Day 2 of Dashboard week is focusing on rainforests, and namely how rainforests are being damaged due to our globalising economy. The data is much more extensive than yesterdays project, and required some cleaning and pivoting in order to make it 'tableau-friendly'. Again, there was no data dictionary for this dataset, meaning that I didn't want to 'misuse' certain fields. This did limit the dataset quite a bit.
I turned to Alteryx to pivot, create a date field, and output multiple hyper files. The idea then was to use relationships in Tableau, to link each pivoted dataset to the 'main' dataset (all of the data without any pivoting required).
Establishing this relationship inside of tableau between hyper files would prevent 'exploding' the dataset (it grew from 381 to around 90,000 after joining just 2 of the pivoted datasets. After validating the figures to make sure my relationship was correctly established, I was ready to move into chart building & research.
As with most projects at the Data School, there is a lot of research required before diving into the data. Since there was no data dictionary, I turned to google to do some research. For example - what is a 'Biome'.
Ideally, I'd want to focus my entire dashboard on Boreal biomes, as they are known as 'carbon sinks'. They absorb huge amounts of carbon dioxide from the environment, but are also being heavily targeted for the high amounts of timber available that is used to burn for fuels (mostly illegally). Unfortunately only about 20 records focus on Boreal biomes, so I think widening the scope is the best bet.
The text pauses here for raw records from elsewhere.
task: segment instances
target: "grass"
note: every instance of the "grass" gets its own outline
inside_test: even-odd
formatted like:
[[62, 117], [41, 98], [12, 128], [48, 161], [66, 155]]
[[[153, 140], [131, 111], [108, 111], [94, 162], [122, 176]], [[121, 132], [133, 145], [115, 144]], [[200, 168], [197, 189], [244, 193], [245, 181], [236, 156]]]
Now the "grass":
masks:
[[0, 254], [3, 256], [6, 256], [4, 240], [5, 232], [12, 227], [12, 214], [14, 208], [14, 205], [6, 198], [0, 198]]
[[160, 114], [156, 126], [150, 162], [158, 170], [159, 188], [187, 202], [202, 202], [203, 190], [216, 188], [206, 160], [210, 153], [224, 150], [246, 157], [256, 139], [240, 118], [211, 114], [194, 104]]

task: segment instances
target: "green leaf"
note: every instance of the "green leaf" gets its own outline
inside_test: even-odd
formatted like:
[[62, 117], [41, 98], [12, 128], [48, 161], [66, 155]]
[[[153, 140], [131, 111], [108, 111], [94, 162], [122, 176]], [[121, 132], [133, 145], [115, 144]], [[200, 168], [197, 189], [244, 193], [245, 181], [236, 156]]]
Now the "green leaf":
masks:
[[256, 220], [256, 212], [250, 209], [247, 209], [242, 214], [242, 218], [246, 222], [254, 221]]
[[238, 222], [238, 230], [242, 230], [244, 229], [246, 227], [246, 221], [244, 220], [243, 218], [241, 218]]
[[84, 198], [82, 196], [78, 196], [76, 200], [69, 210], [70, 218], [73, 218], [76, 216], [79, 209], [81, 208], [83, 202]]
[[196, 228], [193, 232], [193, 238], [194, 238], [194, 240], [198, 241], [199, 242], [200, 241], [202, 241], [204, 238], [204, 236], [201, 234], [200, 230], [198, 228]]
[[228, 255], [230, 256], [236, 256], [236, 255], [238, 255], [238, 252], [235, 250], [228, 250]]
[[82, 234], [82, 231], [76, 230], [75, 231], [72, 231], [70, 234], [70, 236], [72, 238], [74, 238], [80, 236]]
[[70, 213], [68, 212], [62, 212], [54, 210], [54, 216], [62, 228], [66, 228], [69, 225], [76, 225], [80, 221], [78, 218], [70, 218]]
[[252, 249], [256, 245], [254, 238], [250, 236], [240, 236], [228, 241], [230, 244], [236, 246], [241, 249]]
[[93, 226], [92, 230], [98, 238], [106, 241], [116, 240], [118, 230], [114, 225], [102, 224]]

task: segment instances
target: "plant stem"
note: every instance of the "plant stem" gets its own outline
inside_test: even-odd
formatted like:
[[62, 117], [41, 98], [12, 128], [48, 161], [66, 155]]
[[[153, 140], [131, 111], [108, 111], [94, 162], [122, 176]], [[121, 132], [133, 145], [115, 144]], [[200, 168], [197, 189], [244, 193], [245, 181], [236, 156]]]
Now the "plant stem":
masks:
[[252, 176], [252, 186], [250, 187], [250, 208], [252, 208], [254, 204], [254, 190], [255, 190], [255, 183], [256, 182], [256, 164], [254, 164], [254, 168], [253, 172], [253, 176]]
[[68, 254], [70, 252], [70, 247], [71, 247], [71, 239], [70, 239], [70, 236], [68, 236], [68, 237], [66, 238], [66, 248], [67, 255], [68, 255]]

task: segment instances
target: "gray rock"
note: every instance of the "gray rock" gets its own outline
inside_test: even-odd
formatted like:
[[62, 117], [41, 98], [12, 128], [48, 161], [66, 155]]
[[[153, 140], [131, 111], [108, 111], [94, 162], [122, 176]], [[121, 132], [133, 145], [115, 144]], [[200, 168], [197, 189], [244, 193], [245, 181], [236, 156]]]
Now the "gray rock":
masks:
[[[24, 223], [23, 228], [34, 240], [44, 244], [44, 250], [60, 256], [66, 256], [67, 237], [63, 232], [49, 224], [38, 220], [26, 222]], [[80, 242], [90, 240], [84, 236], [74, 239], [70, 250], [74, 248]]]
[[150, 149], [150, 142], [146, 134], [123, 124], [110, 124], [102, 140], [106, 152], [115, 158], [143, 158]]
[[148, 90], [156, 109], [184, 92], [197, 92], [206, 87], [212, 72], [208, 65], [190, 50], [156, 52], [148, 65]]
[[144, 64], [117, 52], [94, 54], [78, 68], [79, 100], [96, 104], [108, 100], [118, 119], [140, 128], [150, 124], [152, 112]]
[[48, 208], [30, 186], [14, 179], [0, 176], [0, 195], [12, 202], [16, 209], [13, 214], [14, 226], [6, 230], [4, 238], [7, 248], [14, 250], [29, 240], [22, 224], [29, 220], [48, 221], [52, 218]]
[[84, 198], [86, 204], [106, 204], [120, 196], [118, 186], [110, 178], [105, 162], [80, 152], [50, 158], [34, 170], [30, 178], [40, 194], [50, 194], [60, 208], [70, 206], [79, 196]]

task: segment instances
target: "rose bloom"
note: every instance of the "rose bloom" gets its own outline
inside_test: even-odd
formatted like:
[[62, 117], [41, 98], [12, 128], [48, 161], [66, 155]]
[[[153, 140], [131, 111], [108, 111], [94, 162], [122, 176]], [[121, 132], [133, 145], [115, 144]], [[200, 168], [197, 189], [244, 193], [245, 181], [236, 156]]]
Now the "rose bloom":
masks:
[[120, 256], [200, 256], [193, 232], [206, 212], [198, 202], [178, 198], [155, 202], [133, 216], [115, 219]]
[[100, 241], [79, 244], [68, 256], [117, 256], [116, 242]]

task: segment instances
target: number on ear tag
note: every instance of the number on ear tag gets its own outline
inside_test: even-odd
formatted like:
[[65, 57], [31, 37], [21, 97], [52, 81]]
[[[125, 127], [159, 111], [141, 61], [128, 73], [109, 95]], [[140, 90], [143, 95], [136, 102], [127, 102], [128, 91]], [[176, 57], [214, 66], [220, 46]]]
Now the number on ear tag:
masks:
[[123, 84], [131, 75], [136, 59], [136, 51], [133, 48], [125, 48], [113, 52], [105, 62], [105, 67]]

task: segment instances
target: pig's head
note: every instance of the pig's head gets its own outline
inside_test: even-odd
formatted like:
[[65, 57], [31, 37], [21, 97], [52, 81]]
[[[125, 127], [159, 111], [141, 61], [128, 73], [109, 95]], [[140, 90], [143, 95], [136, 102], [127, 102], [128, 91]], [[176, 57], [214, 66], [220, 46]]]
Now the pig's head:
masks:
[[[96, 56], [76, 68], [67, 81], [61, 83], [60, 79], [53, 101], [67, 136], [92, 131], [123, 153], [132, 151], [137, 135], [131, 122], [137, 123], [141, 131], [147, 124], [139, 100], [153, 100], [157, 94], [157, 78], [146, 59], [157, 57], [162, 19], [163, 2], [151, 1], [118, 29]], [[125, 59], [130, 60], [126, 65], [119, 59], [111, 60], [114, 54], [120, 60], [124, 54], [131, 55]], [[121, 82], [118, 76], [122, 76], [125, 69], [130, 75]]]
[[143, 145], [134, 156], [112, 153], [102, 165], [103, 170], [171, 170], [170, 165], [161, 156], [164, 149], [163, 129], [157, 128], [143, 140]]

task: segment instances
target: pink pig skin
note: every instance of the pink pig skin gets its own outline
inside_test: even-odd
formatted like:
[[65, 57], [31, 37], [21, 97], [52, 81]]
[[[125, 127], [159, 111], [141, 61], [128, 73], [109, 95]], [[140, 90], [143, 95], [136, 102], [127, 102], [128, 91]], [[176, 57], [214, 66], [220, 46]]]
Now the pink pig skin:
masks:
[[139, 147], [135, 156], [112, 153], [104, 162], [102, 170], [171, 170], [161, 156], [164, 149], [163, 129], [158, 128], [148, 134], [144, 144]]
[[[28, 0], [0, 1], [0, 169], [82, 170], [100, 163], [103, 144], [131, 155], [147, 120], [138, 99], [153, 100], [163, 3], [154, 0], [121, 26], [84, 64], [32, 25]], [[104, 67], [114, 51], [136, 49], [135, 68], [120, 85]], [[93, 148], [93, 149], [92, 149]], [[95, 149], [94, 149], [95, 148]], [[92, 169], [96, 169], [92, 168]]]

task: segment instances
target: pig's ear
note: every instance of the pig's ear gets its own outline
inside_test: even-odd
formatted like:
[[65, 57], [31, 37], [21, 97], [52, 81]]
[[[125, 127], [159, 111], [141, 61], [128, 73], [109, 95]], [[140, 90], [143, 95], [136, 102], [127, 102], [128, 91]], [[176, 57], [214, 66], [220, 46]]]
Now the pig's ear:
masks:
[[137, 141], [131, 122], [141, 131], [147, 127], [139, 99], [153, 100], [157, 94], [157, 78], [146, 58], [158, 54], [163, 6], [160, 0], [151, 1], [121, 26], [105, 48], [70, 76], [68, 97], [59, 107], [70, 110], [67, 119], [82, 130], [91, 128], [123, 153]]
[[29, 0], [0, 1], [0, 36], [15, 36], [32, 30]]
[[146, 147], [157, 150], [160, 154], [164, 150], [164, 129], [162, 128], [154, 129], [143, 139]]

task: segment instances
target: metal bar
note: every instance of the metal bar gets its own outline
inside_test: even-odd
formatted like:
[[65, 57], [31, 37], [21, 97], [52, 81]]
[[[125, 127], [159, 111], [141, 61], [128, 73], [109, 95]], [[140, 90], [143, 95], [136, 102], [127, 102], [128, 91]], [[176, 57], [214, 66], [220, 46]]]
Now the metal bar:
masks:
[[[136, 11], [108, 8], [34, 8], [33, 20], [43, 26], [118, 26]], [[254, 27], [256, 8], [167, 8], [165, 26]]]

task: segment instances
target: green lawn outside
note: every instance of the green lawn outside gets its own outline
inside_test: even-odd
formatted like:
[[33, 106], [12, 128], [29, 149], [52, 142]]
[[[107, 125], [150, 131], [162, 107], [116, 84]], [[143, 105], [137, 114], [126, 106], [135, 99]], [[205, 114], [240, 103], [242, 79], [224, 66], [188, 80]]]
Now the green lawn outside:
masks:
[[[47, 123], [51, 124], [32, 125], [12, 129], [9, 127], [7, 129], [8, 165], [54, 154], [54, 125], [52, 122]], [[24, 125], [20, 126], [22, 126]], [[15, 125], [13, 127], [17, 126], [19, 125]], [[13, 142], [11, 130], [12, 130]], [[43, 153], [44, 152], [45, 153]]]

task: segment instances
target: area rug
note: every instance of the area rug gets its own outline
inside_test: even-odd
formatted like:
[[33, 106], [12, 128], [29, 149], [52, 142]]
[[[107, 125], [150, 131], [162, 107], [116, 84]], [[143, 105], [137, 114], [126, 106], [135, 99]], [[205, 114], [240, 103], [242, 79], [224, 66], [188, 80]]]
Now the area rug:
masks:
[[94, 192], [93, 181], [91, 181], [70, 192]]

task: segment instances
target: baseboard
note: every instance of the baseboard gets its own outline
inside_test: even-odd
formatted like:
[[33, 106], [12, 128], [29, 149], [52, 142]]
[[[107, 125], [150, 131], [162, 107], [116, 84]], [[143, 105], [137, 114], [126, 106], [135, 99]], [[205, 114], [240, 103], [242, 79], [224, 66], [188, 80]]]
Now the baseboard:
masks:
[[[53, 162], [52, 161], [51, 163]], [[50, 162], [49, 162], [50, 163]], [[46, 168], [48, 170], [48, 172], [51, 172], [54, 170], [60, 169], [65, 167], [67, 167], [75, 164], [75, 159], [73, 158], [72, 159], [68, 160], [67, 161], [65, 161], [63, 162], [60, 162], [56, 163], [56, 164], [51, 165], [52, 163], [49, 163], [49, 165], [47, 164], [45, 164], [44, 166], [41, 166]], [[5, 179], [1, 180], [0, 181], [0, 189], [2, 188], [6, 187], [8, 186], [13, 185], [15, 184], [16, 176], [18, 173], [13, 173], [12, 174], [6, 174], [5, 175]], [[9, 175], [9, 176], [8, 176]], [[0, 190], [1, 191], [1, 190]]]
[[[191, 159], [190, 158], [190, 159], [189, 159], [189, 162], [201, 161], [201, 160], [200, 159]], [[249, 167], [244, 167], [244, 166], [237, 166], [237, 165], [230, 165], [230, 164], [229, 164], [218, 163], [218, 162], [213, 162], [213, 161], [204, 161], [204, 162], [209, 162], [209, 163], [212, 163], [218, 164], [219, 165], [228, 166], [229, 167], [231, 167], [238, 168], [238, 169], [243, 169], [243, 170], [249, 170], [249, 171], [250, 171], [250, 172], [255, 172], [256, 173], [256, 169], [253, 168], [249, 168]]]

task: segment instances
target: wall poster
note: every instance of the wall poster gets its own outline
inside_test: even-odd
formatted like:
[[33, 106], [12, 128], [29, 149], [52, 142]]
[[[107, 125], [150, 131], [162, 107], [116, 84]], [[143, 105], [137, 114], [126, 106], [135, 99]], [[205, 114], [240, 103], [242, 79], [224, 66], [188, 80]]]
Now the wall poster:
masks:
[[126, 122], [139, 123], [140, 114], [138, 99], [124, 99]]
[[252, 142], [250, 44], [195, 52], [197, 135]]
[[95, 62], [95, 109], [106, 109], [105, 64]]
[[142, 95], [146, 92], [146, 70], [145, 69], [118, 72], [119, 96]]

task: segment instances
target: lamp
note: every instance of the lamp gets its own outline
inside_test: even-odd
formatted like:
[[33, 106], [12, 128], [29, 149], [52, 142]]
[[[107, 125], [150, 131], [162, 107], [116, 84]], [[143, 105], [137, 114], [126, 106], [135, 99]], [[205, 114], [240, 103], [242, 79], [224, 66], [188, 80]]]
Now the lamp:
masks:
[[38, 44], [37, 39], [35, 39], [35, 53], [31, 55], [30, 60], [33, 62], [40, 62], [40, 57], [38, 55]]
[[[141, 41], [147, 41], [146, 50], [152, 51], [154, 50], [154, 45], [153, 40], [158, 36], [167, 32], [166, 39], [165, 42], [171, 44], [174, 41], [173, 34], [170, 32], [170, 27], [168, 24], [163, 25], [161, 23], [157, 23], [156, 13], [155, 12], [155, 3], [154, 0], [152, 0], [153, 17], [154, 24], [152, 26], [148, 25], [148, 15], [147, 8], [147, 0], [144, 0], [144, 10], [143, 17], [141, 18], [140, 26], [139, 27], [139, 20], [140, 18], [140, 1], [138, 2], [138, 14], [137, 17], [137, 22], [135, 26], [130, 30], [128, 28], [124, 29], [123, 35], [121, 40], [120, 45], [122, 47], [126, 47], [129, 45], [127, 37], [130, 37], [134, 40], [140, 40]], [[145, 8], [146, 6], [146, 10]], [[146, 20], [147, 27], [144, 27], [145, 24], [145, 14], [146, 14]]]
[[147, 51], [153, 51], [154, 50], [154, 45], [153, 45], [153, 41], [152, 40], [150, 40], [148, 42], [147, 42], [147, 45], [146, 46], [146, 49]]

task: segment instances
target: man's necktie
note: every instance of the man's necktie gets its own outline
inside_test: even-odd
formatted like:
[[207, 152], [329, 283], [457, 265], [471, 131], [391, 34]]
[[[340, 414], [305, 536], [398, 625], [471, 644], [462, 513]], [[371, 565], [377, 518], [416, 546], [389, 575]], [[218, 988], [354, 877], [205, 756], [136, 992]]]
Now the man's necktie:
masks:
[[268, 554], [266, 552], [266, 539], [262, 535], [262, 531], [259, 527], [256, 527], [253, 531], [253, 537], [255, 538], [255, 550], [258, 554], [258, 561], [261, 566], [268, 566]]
I think one dashboard with filtering abilities on different Biomes, and Regions would make the most sense. That pushes the dashboard to more an exploratory kind.
With this in mind, I've decided to make this quite functionable, using some parameters and interactive titles to help the viewer know what they're looking at. A barbell chart instantly sprung to mind to look at the change in metrics such as 'Forest Loss' from the minimum available date to the maximum. I also think the general trends are going to be helpful to see, which may push the viewer to dive a bit deeper into the dashboard if they are surprised by anything they see.
Eventually things started coming together, although I am not too happy with the level of analysis I was able to get into.